Guide

Structuring a Joint Venture in Switzerland

Legal form, governance, shareholders' agreement, exit — the structuring decisions of a joint venture, and the most common pitfalls.

A successful joint venture is rarely decided by the cooperation agreement itself. It is decided by the quality of the choices made upstream: the legal form, the governance, and above all the scenarios of disagreement and exit.

What is a joint venture?

A joint venture is a collaboration in which two or more companies pool resources to pursue a defined objective: a new market, a product, an infrastructure project. The partners remain legally independent; it is the form given to that pooling that determines most of their rights and risks.

Contractual joint venture or common company?

Two broad structures are available to the partners.

The contractual joint venture

The partners cooperate on the basis of a contract, without creating a separate entity.

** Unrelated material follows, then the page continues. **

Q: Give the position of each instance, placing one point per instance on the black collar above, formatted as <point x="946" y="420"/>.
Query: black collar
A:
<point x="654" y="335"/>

In Swiss law this often takes the form of a simple partnership: quick to set up and flexible. But it exposes the partners — in a simple partnership, partners are in principle jointly and severally liable for obligations. It suits cooperations limited in time or in scope.

The equity joint venture

The partners create a common company, which holds the assets, employs the staff and carries the contracts. Risk is then ring-fenced within that company. This is the form suited to lasting, capital-intensive cooperations, or those involving significant investment.

Choosing the form of the common company

Where a common company is created, Swiss law offers two main vehicles:

  • The company limited by shares (SA / AG): minimum capital of CHF 100,000, shareholder anonymity, robust governance, flexible share transfers. The preferred form for large joint ventures and institutional partners.
  • The limited liability company (Sàrl / GmbH): minimum capital of CHF 20,000, members registered in the commercial register, more tightly framed transfer of interests. Suited to smaller joint ventures or a narrow circle of partners.

The choice depends on the capital involved, the confidentiality sought, the ease of exit and the profile of the partners.

The shareholders' agreement: the real joint venture document

The articles of association organise the company; the shareholders' agreement organises the relationship between partners. It is what makes — or breaks — a joint venture. The critical clauses:

  • Governance — board composition, nomination rights, qualified majorities and veto rights over reserved matters (budget, investments, borrowing, key hires).
  • Financing — each partner's commitments, treatment of future funding needs, consequences of a failure to contribute — notably dilution.
  • Deadlock — mechanisms to resolve situations where the partners no longer agree: escalation, mediation, and, as a last resort, buy-sell clauses.
  • Exit — share transfers, pre-emption rights, tag-along and drag-along clauses, conditions for a sale to a third party.
  • Non-compete and exclusivity — the scope of activity reserved to the joint venture, and the partners' commitments outside it.
  • Intellectual property — who owns what is contributed, what is created by the joint venture, and what happens to that intellectual property on dissolution.

The most neglected question is also the most important: how does the joint venture end? A joint venture is structured by thinking first about its exit. Partners, enthusiastic at the outset, negotiate break-up scenarios poorly — which is precisely why they must be negotiated early, while heads are cool.

Competition law and merger control

A joint venture between players in the same market can raise competition law questions. Depending on the size of the partners and their turnover, the creation of a full-function joint venture may have to be notified to the Competition Commission (COMCO), or even to foreign authorities. Information exchanges between competing partners must also be strictly framed.

The most common mistakes

  • Starting the joint activity before the shareholders' agreement is signed.
  • Neglecting deadlock and exit scenarios because "everything is going well" at launch.
  • Underestimating the treatment of intellectual property contributed and created.
  • Confusing the articles of association with the shareholders' agreement, or letting the two documents contradict each other.
  • Overlooking the competition dimension and any notification obligations.

In short

  • The choice between a contractual joint venture and a common company determines risk exposure.
  • The shareholders' agreement — governance, deadlock, exit — is the decisive document.
  • A joint venture is structured by anticipating its end, not only its launch.
  • Competition law aspects should not be addressed last.